どちらも同じ雲竜柳なんだけど、右のモノと左のモノとでは 決定的に違うところがある。
生産者が違うっていえばその通りなんだけど 出荷に至るまでの過程が違うと思う。
裏をとった訳じゃないから、僕の推測ですけど・・・・
クネクネと動きのある枝が売りの雲竜柳だけど、畑にいるときは沢山の葉がついている。
それをすべて「取って」から市場にやってくるんだけど、その「取って」の方法が違うんだとにらんでいる。

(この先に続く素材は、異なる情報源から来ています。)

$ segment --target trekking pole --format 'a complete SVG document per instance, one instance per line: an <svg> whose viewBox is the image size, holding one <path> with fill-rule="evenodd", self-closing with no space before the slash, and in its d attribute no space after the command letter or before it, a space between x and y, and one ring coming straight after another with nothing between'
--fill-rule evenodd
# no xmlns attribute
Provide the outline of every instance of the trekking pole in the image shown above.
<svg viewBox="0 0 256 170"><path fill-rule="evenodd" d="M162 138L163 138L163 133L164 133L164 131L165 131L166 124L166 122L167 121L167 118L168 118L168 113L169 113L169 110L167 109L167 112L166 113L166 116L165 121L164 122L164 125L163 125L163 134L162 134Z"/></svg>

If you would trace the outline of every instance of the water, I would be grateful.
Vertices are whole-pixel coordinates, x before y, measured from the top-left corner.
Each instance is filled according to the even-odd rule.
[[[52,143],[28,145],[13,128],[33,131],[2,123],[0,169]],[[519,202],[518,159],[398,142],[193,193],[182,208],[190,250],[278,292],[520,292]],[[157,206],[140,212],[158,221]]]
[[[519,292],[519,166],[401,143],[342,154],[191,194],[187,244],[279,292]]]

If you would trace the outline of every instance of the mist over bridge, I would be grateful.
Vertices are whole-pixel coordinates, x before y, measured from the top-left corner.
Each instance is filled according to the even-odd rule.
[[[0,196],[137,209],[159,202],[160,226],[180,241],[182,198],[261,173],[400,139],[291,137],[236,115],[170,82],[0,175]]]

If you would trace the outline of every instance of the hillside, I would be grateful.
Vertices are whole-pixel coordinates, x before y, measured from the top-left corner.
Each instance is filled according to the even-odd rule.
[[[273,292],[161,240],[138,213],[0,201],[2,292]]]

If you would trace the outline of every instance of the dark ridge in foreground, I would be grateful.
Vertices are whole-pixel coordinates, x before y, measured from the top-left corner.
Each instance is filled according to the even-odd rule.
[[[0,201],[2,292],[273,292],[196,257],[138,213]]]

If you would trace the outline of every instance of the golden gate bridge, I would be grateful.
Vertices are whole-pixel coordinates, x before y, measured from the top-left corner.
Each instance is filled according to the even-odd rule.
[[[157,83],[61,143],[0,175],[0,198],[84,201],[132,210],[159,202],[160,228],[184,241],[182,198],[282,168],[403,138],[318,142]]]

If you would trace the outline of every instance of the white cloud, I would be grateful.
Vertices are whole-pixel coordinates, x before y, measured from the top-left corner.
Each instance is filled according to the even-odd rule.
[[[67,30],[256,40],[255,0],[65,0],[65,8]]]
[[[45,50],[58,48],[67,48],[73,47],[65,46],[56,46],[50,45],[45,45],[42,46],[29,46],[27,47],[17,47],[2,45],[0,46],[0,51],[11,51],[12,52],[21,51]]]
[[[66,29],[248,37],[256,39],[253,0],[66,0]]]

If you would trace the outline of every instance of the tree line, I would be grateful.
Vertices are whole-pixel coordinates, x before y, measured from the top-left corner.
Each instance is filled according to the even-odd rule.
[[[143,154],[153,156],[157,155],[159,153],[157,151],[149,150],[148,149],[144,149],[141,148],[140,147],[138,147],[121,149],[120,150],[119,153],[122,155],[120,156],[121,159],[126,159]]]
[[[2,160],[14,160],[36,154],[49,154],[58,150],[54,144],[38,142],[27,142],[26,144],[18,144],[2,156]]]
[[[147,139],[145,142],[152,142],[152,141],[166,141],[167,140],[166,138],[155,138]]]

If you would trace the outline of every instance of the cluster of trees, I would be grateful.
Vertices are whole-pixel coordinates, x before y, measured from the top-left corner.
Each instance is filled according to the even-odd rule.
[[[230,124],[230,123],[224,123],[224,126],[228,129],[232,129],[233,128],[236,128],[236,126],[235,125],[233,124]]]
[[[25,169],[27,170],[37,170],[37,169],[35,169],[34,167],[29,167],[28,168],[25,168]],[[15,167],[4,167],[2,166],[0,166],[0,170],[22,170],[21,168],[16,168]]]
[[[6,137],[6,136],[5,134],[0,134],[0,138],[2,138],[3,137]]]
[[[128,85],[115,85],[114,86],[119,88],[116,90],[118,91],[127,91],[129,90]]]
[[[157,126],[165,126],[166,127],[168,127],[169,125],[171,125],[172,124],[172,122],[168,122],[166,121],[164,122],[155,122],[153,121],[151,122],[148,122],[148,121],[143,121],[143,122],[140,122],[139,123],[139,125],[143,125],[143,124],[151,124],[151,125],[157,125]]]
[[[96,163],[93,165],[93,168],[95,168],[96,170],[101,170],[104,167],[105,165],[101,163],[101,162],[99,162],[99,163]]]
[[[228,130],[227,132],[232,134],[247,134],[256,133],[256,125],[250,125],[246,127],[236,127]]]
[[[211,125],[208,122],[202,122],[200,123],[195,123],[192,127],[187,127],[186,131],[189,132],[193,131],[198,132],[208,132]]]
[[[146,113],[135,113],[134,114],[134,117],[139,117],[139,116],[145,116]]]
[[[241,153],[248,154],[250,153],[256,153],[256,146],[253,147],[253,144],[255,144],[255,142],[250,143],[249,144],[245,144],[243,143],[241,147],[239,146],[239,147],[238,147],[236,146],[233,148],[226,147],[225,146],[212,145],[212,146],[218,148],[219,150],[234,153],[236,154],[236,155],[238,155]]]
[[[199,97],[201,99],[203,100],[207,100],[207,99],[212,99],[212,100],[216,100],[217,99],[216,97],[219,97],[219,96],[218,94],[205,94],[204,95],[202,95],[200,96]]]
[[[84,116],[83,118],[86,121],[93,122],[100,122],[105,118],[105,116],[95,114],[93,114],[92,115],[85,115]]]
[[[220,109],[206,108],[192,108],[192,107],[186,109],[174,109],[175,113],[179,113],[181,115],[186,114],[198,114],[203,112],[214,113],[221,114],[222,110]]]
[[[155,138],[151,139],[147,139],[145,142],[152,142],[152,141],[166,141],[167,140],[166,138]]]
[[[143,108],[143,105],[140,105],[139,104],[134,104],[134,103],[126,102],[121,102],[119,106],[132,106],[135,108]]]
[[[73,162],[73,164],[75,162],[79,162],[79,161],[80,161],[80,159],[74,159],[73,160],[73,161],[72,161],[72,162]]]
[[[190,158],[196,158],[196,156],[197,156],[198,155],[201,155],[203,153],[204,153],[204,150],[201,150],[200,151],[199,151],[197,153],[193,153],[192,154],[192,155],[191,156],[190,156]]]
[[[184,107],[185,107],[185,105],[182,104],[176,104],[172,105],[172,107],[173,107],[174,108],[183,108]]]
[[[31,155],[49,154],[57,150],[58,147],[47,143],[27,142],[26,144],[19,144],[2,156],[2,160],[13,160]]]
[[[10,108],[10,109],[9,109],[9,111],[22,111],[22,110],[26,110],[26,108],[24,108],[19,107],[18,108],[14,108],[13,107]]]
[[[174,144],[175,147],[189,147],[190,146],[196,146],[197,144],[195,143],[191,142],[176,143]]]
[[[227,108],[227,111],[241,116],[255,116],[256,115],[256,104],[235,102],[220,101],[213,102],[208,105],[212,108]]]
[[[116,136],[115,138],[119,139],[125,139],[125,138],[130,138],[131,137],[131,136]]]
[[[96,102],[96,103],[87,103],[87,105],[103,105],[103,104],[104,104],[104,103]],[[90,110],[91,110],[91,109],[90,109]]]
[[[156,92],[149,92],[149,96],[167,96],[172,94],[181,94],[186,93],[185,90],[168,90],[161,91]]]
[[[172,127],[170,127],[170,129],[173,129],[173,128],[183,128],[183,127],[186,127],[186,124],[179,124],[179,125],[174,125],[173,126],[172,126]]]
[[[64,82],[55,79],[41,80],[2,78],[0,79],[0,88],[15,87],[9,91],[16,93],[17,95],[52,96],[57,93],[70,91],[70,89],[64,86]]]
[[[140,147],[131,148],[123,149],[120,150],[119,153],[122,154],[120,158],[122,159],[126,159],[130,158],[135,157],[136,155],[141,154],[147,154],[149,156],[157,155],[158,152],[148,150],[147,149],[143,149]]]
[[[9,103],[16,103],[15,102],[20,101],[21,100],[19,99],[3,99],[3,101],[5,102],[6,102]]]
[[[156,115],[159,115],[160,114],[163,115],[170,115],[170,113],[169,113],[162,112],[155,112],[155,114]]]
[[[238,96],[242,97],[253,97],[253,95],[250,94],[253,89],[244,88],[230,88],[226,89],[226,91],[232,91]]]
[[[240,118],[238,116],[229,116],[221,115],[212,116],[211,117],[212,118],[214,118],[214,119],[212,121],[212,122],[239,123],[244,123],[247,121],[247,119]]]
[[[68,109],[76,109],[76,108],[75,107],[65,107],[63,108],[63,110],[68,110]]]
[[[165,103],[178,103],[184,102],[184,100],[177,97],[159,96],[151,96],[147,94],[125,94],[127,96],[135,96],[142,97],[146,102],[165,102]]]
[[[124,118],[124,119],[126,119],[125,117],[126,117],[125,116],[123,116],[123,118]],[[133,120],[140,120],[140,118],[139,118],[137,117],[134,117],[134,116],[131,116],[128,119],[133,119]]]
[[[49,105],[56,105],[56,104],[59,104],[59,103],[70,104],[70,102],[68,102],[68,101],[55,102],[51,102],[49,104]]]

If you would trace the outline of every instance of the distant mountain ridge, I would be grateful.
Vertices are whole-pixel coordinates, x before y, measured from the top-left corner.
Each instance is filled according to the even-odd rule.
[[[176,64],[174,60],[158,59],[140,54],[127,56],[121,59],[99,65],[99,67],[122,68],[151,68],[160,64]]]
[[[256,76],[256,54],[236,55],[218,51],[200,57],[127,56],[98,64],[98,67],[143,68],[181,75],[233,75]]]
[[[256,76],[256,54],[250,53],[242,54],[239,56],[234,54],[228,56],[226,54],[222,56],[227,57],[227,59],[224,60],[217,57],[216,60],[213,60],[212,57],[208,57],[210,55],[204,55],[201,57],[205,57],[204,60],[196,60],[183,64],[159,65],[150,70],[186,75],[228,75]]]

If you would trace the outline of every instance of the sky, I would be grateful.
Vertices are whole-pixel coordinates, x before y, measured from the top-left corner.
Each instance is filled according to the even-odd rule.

右の雲竜柳は 生産者の方が 手で直接扱いて葉を取った品物だと思う。
僕も一度その様子を見たことがあるけど、大変手間のかかる作業だった。
それに対して左の雲竜柳は きっとガスを使って葉を落としてきたものだと思う。
アウシュビッツじゃないけど、ガス室なんてちょっと怖い。
生意気な事を言うようだけど、僕が市場でみると その違いは ハッキリと分かってしまう。
そしてガス室帰りの柳は 大体すぐに ↓ のように枝先が傷んでくる、みんなある程度はなるんだけど、その違いが顕著だ。

最近は 手作業の柳が少なくなってきている(と、思っている)
だから、両方とも店にあるんですけどね・・・・
もちろん、作業の効率は生産者の方にとって大切だし、値段にも跳ね返ってくるものだとは思う。
でも・・・・・・でも、だ、結局分からないで仕入れてしまう花屋さんだって多いのだ、結果、ガスで葉落しをした柳の相場の方が安いかというと、必ずしもそうじゃないのだ。
これは 僕たちフローリストに責任が有ると思うし、市場の人達も勉強してもらいたいし、生産者の方達にも情報公開して欲しいと思う。
そしてその結果、生産者のお父ちゃん、お母ちゃんが手作業で葉をしごいている柳が、キチッと評価されて、 大量生産的な品物も それはそれで見合った相場でたくさん流通するようになって行くべきだと思う。
花の世界まで 効率や、そろばんづく ばっかりで埋め尽くされるなんてまっぴらだ。